William Douglas has been writing The Color of Hockey blog for the past seven years. Douglas joined NHL.com in March and will be writing about people of color in the game. Today, he profiles Sawyer and Simon Seidl, who were adopted from the Democratic Republic of Congo, moved to Minnesota and dream of playing in the NHL.
It took Sawyer and Simon Seidl a while to get the hang of Minnesota winters when their adopted parents brought them home from an orphanage in the Democratic Republic of Congo a decade ago.
"It was at least a 100-degree swing for them because it was so warm in Africa and so cold here," mother Molly Seidl said of her sons, who were 3 and 5 years old at the time. "It was a big adjustment -- they didn't understand about the coats and the jackets and boots. I kept having to remind them and they kept running outside with bare feet, so I had to run outside chasing them with boots and jackets trying to put them on."
Sawyer and Simon, now teenagers, have adjusted to Minnesota's snowy winters just fine. They've also gotten the hang of hockey and are up-and-comers who aspire to be the NHL's first players from the Congo, a Central Africa country of more than 86 million people.
"I love hockey," said Simon, a 13-year-old defenseman. "I figure if I work hard enough, hopefully I can make it to the big leagues."
Bobby Dustin, who coached the boys in the Stillwater Area Hockey Association and was a forward for the University of Minnesota from 1992-93 to 1995-96, said they show the potential to excel further in the game. Sawyer and Simon have regularly played on the top teams as first-year players in their age group, Dustin said.
Each has played in tournaments nationwide and overseas; Simon has won several most valuable player awards.
"I think both of them have the capability of making it to [NCAA] Division I, and possibly further," Dustin said. "Simon is head and shoulders, with his speed and strength, way above everybody at his age group. Sawyer is the same thing; he's got speed and strength that is uncharacteristic."
The Seidls caught the attention of NBC's "Today" show, which did a feature on the brothers in October. The segment prompted New Jersey Devils defenseman P.K. Subban to tweet "Hope I'm still playing when Sawyer & Simon make it to the show! Molly & Steven Seidl…The world needs more people like you! "
"It's definitely great for the game, a great story. Everybody watches the 'Today' show, and they did a really good job with them," Subban said after a Devils practice Thursday. "We're going to see if we can do something with them, but I definitely think it's a great story."
Getting the attention of their idol, whose life-size Fathead action decal is on a wall in the Seidl home, thrilled the brothers.
"It was very cool to have someone who I looked up to since I was little say something like that," said Sawyer, a 15-year-old forward.
The Seidls said they have also received their share of unwelcome attention, including occasional racial slurs aimed at the boys on the ice and accusations by some opposing teams and parents that they are older and playing below their age group, which Dustin said is false.
"The word in the stands and the words from other coaches are 'Those kids aren't this age because they're so much bigger, stronger and faster,'" Dustin said. "There are other kids who are white that are just as big, but they might not be as fast or good, and nothing gets said.
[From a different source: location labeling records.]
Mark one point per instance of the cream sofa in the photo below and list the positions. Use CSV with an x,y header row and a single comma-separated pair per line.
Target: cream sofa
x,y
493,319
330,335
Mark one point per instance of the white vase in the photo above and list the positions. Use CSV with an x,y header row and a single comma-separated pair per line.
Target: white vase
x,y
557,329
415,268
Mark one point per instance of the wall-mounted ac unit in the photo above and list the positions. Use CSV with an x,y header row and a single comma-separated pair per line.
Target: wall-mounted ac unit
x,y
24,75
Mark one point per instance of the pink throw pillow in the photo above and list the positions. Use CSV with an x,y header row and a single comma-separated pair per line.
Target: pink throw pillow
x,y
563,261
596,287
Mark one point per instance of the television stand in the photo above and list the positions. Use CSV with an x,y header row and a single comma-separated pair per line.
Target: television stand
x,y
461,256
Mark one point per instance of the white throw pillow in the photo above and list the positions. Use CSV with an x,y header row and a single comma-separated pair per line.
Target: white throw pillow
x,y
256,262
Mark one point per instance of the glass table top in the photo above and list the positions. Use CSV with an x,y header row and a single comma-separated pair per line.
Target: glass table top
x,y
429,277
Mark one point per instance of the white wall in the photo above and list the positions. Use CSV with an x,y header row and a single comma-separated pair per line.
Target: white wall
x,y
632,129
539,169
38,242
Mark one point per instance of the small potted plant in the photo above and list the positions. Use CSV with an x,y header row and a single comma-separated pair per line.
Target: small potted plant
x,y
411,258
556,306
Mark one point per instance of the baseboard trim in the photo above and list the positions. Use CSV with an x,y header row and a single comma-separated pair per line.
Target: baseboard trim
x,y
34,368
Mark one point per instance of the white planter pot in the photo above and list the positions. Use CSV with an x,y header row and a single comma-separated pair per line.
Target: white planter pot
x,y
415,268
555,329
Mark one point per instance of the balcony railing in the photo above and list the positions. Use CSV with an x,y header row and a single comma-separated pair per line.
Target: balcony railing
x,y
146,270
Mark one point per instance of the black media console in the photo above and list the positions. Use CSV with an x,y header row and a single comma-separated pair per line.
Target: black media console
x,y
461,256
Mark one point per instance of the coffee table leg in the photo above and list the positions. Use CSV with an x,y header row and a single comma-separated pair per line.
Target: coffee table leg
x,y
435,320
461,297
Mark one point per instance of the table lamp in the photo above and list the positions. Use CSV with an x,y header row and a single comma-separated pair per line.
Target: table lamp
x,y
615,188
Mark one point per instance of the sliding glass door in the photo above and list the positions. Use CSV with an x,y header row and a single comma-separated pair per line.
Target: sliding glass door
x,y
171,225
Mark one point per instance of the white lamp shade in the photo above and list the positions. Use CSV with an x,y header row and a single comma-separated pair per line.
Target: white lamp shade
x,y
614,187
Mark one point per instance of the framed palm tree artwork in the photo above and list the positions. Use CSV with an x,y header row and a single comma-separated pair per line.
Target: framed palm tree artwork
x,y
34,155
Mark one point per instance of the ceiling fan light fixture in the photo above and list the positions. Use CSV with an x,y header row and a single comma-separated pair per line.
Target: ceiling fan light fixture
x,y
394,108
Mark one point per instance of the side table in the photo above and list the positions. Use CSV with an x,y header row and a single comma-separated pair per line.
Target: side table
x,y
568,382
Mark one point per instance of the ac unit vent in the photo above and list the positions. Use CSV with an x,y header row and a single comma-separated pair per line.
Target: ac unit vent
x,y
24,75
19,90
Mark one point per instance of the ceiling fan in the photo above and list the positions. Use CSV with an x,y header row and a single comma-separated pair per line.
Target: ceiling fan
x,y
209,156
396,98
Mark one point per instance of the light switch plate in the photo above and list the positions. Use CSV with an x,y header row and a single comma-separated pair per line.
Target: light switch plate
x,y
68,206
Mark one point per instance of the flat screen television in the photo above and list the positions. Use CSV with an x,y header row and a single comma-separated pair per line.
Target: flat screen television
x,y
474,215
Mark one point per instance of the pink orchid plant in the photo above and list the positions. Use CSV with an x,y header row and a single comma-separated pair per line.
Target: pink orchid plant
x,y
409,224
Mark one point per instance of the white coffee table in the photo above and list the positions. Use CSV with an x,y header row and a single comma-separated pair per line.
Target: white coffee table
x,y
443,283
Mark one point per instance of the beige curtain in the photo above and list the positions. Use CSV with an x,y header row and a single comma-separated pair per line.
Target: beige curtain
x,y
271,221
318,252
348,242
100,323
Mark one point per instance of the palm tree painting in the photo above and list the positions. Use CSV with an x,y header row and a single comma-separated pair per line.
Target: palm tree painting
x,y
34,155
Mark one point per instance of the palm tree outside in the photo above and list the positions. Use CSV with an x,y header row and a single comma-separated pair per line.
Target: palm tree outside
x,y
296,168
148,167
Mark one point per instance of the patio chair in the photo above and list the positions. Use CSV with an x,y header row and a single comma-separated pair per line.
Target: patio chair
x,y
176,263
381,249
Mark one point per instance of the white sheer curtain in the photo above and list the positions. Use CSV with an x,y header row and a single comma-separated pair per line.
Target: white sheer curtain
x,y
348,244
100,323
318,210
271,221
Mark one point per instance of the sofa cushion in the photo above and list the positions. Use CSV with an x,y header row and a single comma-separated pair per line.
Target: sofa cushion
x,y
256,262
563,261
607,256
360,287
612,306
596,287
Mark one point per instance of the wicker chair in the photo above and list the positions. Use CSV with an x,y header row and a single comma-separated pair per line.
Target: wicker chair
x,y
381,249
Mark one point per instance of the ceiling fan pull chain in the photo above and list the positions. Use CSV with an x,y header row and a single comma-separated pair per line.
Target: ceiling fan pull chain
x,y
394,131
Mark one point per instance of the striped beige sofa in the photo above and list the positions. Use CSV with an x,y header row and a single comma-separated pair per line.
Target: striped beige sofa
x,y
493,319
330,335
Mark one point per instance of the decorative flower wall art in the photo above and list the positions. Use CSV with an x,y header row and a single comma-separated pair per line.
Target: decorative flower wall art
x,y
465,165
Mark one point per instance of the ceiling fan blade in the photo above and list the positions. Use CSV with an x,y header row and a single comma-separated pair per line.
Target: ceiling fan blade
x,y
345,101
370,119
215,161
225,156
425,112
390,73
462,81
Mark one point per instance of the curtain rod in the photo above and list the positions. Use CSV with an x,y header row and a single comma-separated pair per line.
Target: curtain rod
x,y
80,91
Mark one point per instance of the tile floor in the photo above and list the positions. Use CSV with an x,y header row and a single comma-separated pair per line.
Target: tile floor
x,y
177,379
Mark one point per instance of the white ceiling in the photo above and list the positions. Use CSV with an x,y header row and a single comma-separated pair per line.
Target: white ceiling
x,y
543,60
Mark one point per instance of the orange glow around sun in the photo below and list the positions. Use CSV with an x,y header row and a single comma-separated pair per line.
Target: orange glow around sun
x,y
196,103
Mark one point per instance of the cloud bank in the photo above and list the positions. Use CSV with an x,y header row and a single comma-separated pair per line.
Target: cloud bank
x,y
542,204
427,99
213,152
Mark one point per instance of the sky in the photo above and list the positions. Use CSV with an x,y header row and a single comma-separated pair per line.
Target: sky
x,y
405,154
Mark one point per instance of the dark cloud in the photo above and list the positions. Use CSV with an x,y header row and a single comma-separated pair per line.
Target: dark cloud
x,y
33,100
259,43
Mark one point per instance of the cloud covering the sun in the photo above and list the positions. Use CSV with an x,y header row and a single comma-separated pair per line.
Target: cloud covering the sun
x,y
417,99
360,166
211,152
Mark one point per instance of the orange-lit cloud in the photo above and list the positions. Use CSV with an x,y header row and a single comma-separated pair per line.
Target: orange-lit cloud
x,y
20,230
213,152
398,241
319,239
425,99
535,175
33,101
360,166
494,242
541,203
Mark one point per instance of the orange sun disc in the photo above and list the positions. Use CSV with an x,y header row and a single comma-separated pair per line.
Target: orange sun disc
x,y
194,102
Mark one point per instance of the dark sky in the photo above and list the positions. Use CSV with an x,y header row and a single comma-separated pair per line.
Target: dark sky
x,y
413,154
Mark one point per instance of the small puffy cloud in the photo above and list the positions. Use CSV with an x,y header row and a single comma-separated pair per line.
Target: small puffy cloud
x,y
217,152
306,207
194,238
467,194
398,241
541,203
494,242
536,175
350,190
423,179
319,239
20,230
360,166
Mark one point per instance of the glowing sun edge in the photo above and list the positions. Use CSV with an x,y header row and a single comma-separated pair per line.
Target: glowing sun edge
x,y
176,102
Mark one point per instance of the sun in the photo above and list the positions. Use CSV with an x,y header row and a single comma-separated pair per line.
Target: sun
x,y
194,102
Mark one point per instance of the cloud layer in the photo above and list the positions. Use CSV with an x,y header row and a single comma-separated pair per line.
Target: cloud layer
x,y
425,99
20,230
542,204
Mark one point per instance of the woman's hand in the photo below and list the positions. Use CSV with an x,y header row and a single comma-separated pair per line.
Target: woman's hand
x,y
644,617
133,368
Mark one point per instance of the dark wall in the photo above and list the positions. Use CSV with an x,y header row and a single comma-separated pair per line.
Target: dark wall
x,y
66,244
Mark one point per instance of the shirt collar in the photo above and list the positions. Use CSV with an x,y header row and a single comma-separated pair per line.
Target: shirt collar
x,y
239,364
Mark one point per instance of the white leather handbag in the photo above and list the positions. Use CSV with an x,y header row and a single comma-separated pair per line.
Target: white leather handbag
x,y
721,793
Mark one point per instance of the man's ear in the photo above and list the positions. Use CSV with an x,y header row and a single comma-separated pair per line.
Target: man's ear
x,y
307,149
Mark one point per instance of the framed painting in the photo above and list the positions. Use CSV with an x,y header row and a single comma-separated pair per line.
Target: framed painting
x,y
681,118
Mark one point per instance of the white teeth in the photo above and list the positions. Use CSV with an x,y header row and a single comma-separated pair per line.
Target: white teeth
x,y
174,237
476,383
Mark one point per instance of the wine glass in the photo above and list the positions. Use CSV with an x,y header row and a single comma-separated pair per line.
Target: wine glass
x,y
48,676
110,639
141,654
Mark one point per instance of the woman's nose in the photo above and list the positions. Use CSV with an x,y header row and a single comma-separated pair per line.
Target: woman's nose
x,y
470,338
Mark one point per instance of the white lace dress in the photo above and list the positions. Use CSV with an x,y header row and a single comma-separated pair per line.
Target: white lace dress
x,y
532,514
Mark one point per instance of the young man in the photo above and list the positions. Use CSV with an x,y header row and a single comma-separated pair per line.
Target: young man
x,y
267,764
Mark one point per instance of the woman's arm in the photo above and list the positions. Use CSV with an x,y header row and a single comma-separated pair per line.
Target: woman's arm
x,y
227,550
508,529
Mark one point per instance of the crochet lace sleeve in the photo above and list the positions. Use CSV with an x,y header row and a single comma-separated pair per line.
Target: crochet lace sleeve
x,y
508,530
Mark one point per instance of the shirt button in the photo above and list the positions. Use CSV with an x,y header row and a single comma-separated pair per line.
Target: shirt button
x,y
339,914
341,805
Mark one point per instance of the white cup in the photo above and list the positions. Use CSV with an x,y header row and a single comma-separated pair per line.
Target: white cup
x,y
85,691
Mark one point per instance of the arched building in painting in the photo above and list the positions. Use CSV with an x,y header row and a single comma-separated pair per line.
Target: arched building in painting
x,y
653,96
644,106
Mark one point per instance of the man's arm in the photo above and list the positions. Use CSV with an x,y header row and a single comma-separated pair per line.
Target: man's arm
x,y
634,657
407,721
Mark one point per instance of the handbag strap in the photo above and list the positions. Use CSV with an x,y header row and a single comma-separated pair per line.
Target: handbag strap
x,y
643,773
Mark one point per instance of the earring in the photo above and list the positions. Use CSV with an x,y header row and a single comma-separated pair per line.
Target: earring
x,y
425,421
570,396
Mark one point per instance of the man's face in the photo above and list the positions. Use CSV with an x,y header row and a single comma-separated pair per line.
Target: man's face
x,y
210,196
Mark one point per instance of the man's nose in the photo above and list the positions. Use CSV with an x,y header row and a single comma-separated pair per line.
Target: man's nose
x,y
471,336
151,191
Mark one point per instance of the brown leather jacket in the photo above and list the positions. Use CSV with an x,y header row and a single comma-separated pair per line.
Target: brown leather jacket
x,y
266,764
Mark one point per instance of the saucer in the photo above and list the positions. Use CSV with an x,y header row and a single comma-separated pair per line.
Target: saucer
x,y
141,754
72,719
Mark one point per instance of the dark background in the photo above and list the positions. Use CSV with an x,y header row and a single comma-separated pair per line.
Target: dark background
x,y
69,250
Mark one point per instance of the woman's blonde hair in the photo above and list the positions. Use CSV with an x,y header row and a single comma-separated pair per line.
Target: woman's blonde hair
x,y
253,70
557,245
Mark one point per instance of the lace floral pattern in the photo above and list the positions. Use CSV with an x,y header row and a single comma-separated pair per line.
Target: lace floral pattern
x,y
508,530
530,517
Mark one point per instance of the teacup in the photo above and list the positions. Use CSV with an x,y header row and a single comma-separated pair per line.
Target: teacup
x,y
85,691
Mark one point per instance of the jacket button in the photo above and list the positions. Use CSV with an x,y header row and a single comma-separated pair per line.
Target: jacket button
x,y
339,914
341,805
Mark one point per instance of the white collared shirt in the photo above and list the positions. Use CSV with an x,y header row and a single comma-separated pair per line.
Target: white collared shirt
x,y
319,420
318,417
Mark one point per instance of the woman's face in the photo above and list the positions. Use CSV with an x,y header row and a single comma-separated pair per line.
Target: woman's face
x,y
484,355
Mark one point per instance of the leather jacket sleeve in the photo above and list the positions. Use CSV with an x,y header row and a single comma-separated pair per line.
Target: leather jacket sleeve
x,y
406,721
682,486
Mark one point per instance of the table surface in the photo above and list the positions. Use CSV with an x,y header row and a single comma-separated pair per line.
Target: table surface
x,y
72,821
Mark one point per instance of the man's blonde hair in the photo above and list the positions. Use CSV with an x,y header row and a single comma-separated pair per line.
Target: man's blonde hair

Because these guys are black and they're that good, it gets brought up."
Steve Seidl said he has stopped sitting in the stands because it bothers him to hear some people say derogatory things Simon (5-foot-9, 160 pounds) and Sawyer (5-foot-10, 150 pounds) or raise questions about their birth certificates not knowing that he's their father.
"That's demeaning their accomplishments," said their father, who started the boys in in skating and hockey as an outlet for their boundless energy. "It's kind of opened my eyes having two boys of color playing in a, so to speak, 'white man's sport.'"
The brothers said they handle being subjected to racist taunts differently. Simon said opponents call him the N-word when "we're usually winning, and I just don't care."
"I just laugh at it and say 'Scoreboard,'" he said.
Sawyer said he can't take that approach.
"Winning or losing, I just don't think they have the right to say that word," Sawyer said.
USA Hockey has increased its effort to halt racial and derogatory slurs being uttered at games after it continued to receive what it called "disturbing reports of incidents" in several states.
On Oct. 30, the nation's hockey governing body stiffened the punishment for racial or derogatory slurs of any kind from a game misconduct to a match penalty, which carries a five-minute game penalty, disqualification from the game in which it occurs and suspension until a USA Hockey affiliate or junior league has conducted a hearing to review the incident.
The Seidls said that even though it's frustrating for their sons to occasionally endure derogatory slurs or have their ages questioned, it's not enough for them to quit hockey.
"I love the sport too much," Sawyer said. "Them saying those kinds of things, it's not going to stop me from playing. All it really does is motivate me to keep going."